You might not think of oxygen as a rare or expendable commodity, but for use in hospitals and ambulances, and by some 1.5 million Americans who rely on life-saving portable devices at home, the precious gas can be in precariously short supply when demand is high. Now, thanks to Covid-19, increased oxygen demand in some parts of the country and around the world is forcing rationing, governmental price caps, and life-or-death decisions by doctors and first responders.
“[…] Under normal conditions, under ideal conditions, everyone who needs oxygen would be admitted to the hospital”, says Dr. Rais Vohra, interim health officer in Fresno County, in California’s Central Valley. “Unfortunately, we’re operating in a disaster and so we don’t have that luxury, and we have to make really hard choices and do the best that we can.”
Oxygen shortages currently do not appear to be widespread in the United States. But with Covid-19 hospitalizations already at a record high across the nation, experts now fear a burgeoning caseload as the recently discovered and more contagious mutant coronavirus strain spreads throughout the country.
Yes, it’s in the air, but …
Earth’s atmosphere is made up of nitrogen (79.09%), oxygen ( 20.95%), argon (0.93%) and carbon dioxide (0.039%), along with traces of other gases and water vapor.
Like any gas used for industrial, commercial or health care purposes, oxygen must be extracted and separated into its pure form. That’s done either by on-site machines at hospitals or by outside companies that package and ship the oxygen in canisters or pump it into large on-site storage containers.
Oxygen is traded like other commodities — its price fluctuates based on supply and demand.

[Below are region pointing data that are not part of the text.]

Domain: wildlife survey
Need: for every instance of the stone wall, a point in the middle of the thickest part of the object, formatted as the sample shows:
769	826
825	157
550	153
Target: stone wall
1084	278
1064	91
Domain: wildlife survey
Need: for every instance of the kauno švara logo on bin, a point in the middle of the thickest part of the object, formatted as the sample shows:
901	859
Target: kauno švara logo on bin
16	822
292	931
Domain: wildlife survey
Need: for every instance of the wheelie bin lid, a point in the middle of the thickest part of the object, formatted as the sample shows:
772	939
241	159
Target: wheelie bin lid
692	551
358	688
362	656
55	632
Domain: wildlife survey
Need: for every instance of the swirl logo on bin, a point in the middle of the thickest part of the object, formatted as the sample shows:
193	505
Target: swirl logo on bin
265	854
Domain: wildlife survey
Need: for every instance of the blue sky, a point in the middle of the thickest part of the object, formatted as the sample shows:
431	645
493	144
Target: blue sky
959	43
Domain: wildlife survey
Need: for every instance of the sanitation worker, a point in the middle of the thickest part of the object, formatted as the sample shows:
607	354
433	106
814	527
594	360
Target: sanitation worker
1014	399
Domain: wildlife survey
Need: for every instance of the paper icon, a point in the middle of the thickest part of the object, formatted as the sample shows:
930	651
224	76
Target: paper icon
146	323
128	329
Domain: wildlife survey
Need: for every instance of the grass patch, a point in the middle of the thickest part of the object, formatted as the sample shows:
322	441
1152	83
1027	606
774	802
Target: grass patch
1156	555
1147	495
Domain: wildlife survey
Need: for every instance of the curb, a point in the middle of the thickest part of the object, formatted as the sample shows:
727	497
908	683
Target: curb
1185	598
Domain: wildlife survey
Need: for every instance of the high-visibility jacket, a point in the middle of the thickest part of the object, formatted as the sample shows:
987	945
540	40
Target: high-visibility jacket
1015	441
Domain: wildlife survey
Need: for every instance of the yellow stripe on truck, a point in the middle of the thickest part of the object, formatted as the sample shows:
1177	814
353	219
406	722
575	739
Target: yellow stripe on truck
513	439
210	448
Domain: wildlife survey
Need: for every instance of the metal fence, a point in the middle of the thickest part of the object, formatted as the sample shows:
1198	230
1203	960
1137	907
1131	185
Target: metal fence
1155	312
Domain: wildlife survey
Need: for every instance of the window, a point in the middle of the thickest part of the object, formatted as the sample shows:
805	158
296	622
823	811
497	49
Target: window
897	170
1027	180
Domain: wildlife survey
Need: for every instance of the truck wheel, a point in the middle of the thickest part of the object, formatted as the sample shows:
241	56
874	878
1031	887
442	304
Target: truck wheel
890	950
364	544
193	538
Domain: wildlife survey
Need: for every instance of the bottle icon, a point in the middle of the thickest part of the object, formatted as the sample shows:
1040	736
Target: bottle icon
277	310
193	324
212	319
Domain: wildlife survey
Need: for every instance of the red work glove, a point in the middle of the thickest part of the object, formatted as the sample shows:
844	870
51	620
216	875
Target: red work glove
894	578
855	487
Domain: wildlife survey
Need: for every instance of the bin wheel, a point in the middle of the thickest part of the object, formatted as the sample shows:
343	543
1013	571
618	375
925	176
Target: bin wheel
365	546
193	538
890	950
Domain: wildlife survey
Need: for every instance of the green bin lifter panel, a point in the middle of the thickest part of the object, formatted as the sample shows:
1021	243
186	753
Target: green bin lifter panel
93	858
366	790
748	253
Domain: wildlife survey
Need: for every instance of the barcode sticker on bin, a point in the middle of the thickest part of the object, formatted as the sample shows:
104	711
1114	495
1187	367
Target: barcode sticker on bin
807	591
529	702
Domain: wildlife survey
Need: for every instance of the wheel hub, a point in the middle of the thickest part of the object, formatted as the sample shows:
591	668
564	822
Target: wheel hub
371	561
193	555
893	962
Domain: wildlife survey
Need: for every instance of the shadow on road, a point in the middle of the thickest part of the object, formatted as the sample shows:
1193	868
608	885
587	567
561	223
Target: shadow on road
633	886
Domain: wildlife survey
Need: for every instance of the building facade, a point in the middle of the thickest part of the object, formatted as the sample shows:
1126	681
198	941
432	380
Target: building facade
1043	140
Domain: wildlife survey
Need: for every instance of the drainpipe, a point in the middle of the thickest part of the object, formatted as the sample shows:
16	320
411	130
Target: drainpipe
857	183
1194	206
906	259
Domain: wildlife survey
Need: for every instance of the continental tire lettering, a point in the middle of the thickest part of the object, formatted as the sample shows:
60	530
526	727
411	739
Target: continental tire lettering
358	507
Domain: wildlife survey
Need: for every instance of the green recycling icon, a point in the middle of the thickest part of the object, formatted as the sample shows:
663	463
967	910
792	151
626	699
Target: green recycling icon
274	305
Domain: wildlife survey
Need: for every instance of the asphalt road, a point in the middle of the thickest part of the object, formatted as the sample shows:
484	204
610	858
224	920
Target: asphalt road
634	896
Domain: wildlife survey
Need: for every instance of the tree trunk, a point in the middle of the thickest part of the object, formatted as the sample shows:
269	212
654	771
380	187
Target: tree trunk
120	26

The price of oxygen has been rising gradually since about 2004, roughly doubling. The global demand is expected to skyrocket in coming years, for health care and industrial uses, with healthcare demand reaching $2.3 billion by 2027, owing to the “huge number of patients dependent on oxygen,” a new report predicts.

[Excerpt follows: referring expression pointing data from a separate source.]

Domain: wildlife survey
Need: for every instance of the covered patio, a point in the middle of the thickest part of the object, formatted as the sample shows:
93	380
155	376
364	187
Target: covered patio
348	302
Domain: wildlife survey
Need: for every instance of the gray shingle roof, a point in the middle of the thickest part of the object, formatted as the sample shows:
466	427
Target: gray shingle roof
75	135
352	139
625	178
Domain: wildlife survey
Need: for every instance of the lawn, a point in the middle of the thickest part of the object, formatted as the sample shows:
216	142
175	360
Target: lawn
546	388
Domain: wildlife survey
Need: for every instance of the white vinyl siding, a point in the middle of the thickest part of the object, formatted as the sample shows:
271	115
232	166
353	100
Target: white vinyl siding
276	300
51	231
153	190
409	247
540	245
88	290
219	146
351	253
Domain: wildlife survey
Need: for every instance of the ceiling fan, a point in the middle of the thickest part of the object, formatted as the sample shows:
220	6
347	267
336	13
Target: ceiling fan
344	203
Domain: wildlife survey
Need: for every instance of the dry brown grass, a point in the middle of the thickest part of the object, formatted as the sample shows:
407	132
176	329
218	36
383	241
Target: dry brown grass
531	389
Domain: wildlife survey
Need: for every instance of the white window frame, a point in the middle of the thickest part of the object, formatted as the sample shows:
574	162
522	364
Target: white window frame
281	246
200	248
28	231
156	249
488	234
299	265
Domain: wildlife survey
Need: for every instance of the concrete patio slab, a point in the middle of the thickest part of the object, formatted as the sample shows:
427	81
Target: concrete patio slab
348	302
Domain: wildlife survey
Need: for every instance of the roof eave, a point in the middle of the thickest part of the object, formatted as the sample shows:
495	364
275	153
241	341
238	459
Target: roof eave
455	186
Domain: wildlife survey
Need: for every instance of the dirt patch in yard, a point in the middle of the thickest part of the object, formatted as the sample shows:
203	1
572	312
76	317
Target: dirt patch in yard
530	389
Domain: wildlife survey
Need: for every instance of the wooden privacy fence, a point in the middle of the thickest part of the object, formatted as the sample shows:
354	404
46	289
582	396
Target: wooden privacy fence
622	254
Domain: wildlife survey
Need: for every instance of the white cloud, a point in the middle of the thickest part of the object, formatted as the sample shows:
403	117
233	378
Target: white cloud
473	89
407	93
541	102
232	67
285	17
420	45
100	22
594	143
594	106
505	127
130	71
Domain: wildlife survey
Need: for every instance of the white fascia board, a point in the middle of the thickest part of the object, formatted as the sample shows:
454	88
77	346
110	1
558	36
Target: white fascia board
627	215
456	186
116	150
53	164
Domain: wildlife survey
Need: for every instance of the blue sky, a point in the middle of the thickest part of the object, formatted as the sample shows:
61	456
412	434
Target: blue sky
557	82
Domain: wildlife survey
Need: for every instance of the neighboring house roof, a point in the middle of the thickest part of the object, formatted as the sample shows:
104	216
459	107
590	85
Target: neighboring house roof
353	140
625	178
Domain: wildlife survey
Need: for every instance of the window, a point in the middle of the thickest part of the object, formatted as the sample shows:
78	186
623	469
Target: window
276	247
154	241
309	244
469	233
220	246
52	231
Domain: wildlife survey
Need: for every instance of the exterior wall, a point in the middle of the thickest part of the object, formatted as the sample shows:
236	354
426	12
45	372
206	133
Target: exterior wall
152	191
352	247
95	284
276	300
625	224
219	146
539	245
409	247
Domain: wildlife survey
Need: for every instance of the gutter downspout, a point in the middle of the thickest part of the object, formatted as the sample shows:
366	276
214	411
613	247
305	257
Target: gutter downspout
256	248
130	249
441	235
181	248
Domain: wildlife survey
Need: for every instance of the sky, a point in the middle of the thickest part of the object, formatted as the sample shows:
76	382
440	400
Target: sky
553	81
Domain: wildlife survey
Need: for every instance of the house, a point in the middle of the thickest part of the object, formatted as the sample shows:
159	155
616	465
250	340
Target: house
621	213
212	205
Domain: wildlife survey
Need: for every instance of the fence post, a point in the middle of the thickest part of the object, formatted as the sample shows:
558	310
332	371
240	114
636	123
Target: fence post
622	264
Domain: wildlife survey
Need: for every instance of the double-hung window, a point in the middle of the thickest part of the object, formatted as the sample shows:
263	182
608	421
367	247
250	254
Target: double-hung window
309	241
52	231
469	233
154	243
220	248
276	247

Now the production and delivery methods are being strained in multiple communities, threatening both the pumping of oxygen into patient rooms and the portable supplies used by paramedics and people at home.
For a healthy person, there’s plenty of oxygen in the air. But when someone’s lungs aren’t working properly, as can happen with Covid-19, oxygen is administered at varying levels of purity, or concentration. (Similarly, athletes and mountain climbers take oxygen to counteract the effects of extreme exertion or thin air.)
A Covid patient with severe symptoms might need 10 times as much oxygen as someone whose lungs are functioning reasonably well. Many other health emergencies and chronic conditions also require oxygen therapy, so any supply shortage is doubly troubling.
Rationing and rebuilding
In Los Angeles, ambulance crews have been instructed to ration their oxygen supplies, forcing decisions about who might survive or not, and putting some at risk for worsening symptoms due to lack of care. Hospitals have also delayed releasing Covid patients when they lack oxygen tanks to send with them.
There’s another purely mechanical problem at some hospitals: Oxygen is often stored in liquid form, at high pressures and extremely low temperatures. Now, with the demand being so high in some hospitals due to Covid-19, the flow of oxygen is freezing delivery equipment, particularly in aging systems that haven’t been modernized in years. The situation is so grave, the Army Corps of Engineers has been called in by the California governor to help rebuild some of the old setups.
For some poor countries that don’t have the technologies and supply chain for the precious air product, lack of oxygen has been a problem for many months. “Oxygen is one of the most important interventions, (but) it’s in very short supply,” Dr. Tom Frieden, former director of the Centers for Disease Control and Prevention, said last June. In September, India capped the price of medical oxygen.
Meanwhile, hospitalizations in California continue to soar, and the nationwide caseload builds.